In this paper, we have applied TADS, a whitebox representation of neural networks, to the problem of neural network robustness. To apply TADS to this problem, we have introduced precondition projection and showed how to extend the argmax function, that is typically used with neural networks in classification tasks, to generate TADS that precisely describe a neural networks classification behavior in a given area around a fixed input point. Choosing the considered robustness region as precondition, robustness becomes equivalent to the property that the entire corresponding TADS collapses to one node that then characterizes the robust classification. If this is not the case, the resulting TADS explicitly represents the set of all adversarial examples.

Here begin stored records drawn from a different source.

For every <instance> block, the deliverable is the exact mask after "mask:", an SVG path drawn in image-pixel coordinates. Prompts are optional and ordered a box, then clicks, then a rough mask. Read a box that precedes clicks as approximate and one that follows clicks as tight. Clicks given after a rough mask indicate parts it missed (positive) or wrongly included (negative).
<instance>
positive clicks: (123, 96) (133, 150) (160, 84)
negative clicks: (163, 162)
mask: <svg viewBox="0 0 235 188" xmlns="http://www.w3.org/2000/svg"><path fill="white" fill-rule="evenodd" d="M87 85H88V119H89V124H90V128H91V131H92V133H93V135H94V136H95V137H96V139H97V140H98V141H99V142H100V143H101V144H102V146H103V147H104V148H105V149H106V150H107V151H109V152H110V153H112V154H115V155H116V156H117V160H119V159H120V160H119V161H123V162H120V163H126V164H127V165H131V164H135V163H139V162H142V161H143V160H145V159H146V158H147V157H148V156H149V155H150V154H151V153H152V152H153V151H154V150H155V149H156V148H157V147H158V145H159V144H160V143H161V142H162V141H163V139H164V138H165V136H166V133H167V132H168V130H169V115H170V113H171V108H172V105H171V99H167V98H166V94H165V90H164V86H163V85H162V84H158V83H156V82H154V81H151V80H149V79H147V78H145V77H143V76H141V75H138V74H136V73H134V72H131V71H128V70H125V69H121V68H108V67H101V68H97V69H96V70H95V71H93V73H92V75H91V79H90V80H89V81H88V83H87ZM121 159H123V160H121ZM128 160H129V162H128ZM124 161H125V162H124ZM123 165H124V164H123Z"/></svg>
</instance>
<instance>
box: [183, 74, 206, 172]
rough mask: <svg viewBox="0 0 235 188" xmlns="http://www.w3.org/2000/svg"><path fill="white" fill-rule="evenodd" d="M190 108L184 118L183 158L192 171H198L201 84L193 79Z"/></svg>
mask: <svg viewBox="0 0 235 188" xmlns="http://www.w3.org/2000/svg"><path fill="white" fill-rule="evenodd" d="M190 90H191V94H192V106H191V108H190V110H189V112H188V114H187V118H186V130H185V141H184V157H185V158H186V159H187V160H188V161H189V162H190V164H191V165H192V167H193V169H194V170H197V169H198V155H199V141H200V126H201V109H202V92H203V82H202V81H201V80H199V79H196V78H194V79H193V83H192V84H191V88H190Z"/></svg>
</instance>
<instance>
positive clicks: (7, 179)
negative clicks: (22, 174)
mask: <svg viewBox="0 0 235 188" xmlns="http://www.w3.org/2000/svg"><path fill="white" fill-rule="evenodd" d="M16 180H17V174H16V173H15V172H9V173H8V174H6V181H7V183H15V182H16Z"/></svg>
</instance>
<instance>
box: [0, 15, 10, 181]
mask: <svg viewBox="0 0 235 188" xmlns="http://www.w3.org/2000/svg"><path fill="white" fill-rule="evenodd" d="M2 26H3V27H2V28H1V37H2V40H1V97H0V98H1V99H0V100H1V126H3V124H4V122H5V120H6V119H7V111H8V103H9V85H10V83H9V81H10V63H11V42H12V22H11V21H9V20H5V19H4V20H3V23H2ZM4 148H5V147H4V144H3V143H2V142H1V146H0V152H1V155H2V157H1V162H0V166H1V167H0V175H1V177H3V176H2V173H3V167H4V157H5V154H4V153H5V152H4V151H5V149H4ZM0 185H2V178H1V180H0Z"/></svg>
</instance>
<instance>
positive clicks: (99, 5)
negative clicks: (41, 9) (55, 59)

This unique power of TADS-based robustness verification comes at the price of an exponential complexity, which we have proposed to mitigate via PCA-based dimensionality reduction by focussing the verification on the image of a low-dimensional PCA encoding. Three versions of this approach have been discussed:

  • An approximative version that can be regarded as an elaborate search heuristics for adversarial examples,

  • A transformational approach where the PLNN is extended by a preprocessing step defined by PCA-based auto-encoding, and which allows one to infer robustness of the 784-dimensional transformed network based on the analysis of the corresponding low-dimensional PCA space, and

  • An approach that is based on a modified learning process, specifically tailored to the corresponding PCA-based encoding. This method leverages the machine learning toolbox to improve the accuracy of the 784-dimensional transformed network while still allowing low-dimensional robustness verification.

We believe that dimensionality reduction, as illustrated in this paper for PCA, is key to achieve neural networks that are ready for verification. The challenge is to find dimensionality reduction techniques that maintain a high level of accuracy. In our experience, the success of such techniques hinges on characteristics of the application domain. We are optimistic that this approach will widen the scope of applications where neural networks are accepted.